# Canning store-bought meatballs in spaghetti sauce?



## starlady (Sep 9, 2009)

There's a brand of frozen meatballs sold at Sam's Club that I like - not quite as much as I like my homemade ones, but they're pretty good for the price. I was wondering whether I could heat them up and can them in spaghetti sauce for easy meals. I'm interested in doing this both for disaster preparedness and for camping - it'd be nice to not have to use a cooler if I want spaghetti and meatballs for dinner on an overnight trip.
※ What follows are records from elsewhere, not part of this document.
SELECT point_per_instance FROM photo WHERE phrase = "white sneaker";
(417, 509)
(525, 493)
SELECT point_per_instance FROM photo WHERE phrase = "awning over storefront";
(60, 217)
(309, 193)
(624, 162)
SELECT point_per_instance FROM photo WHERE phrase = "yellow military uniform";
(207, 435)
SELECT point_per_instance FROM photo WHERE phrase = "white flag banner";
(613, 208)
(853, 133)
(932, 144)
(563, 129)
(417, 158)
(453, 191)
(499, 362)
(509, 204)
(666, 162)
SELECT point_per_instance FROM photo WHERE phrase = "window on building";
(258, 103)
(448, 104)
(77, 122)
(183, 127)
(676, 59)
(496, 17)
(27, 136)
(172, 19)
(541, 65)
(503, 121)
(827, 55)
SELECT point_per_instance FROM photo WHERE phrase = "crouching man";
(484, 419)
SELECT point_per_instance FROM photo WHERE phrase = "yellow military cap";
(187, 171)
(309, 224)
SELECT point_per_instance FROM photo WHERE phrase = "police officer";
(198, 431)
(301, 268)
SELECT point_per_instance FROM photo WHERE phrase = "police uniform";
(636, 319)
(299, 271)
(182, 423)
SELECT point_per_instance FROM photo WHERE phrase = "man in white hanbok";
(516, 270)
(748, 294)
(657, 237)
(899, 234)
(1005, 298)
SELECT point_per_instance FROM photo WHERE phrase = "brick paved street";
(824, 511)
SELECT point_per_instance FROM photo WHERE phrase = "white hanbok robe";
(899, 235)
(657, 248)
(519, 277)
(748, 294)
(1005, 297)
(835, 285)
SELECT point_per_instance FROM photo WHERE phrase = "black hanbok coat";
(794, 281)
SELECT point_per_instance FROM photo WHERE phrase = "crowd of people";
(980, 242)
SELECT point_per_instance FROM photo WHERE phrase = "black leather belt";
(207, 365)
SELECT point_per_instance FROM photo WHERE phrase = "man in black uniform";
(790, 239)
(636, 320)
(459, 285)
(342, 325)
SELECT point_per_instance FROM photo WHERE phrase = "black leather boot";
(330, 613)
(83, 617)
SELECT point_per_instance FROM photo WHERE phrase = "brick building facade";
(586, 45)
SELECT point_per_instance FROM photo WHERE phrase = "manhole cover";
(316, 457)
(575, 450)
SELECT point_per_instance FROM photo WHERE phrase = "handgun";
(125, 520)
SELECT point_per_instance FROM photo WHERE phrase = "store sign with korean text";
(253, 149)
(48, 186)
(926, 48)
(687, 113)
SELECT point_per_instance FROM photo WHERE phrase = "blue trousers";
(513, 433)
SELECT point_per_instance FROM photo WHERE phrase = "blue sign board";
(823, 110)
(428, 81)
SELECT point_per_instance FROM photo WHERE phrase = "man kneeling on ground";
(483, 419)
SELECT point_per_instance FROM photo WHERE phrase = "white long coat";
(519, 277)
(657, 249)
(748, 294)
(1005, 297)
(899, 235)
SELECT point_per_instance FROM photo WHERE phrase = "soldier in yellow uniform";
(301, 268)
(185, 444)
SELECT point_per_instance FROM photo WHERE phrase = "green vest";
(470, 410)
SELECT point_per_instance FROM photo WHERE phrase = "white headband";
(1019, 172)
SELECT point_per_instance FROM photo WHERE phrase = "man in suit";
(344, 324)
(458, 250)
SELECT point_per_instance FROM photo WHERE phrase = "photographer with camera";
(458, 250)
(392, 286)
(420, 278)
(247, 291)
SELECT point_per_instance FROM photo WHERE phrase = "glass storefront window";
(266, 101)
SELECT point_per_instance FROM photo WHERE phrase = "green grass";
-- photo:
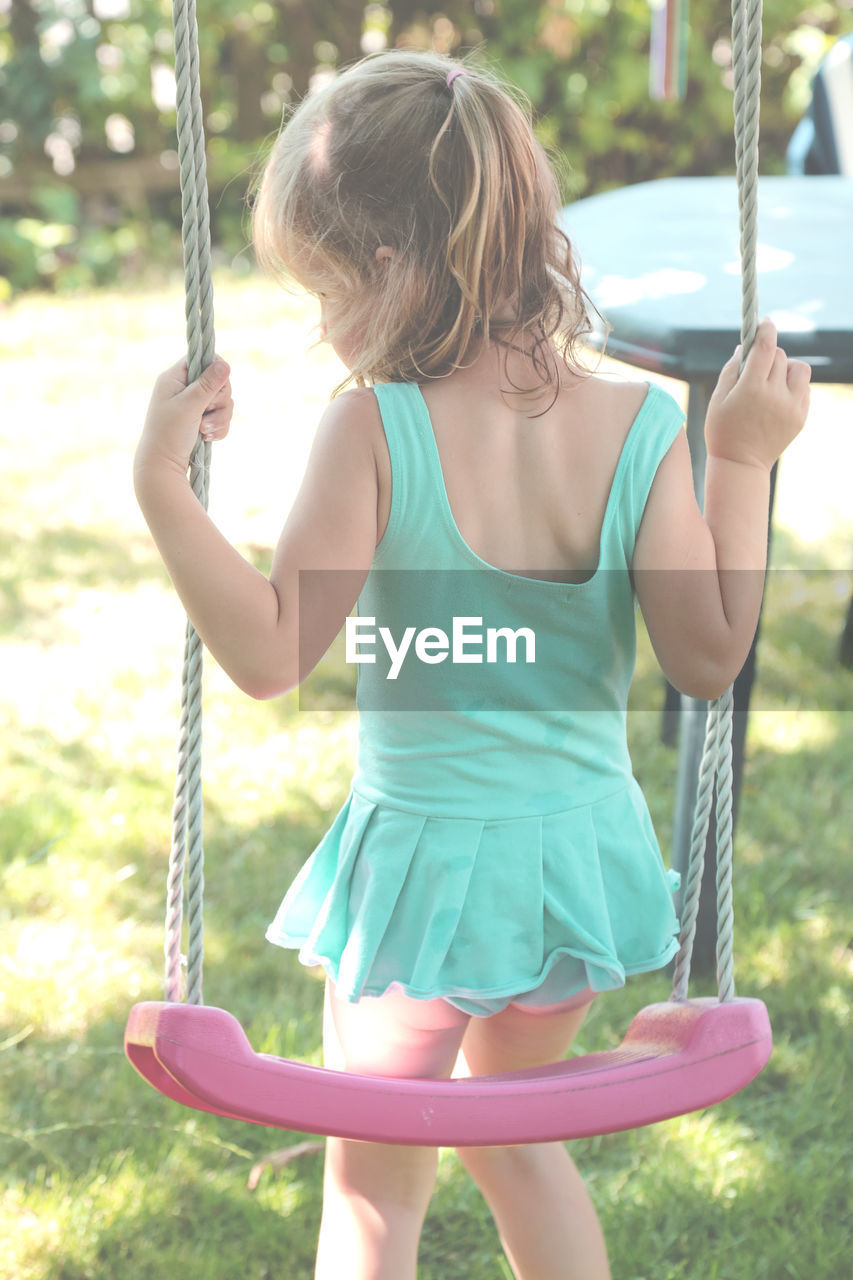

I know one can can meatballs in broth; would tomato sauce be too thick? What if I cut the meatballs in half (they're about 1oz and about 1" diameter each)? Could I do half-pints, or would pints be the smallest I could can? (A half-pint would be just enough for one dinner for me, and no refrigeration/cooler-ing of leftovers necessary.) 

I'm thinking of using the store-bought ones for a couple of reasons: my homemade meatballs are turkey-based and thus I think they probably wouldn't hold up to pressure canning, and the store-bought ones are uniform in size and composition, which I can't guarantee with homemade. 

Somewhat related: is it OK to pressure can in half-pints? If all else fails re the meatballs, I'll just do up some meatsauce - but again, I'd really like to do half-pints so that I don't have leftovers. If it's OK to pressure can in half-pints, do I just use the times listed for pints?

Any thoughts from the collective wisdom of this forum will be much appreciated!


----------



## Lucy (May 15, 2006)

You cannot safely can the store ones usually since they may have fillers, like bread crumbs, or other starch items. Then, sometimes I have seen them with cheese, too. 
You need just plain meat, not other added things to can. 
I don't see why your turkey ones won't work if you mix with ground beef. Just cook first, then can them. If you want them uniform, then use some sort of measuring spoon to make them all the same. They do make a "meatballer", too, like a melon baller. 
Yes, you use half pints if you want and process for pint processing times.


----------



## Just Cliff (Nov 27, 2008)

I can meatballs once a year. We use my wifes recipe which does contain bread crumbs, they always come out great. We brown them first and get as much grease out as possible. They are canned in a tomato based sauce. I have done quarts and pints no half pints. They range in size from an inch to and inch and a quarter or so. 
we do heat the sauce and meatballs together till HOT in a sauce pan then jar them up when quite hot, then process them. Never had a problem with food quality even two years later. Did have a lid/ring malfunction the year before last. It's amazing how fast a quart jar of meatballs will exit onto the ceiling, in the cabinets and all over everything in the kitchen!


----------



## starlady (Sep 9, 2009)

Hmmm - my homemade meatballs have breadcrumbs in them as a filler too. Maybe I'll just do meatsauce in the half-pints. Thanks for the help!


----------



## Lucy (May 15, 2006)

It is up to you if you want to risk it, but anything with starches in them are not considered safe. It changes not only the density, but also the ph level of the meat. 
You would be more safe with meatsauce, with a safety tested recipe, of course. Again, you may be willing to take risks with your own sauce recipe, too. Just trying to insure your safety.


----------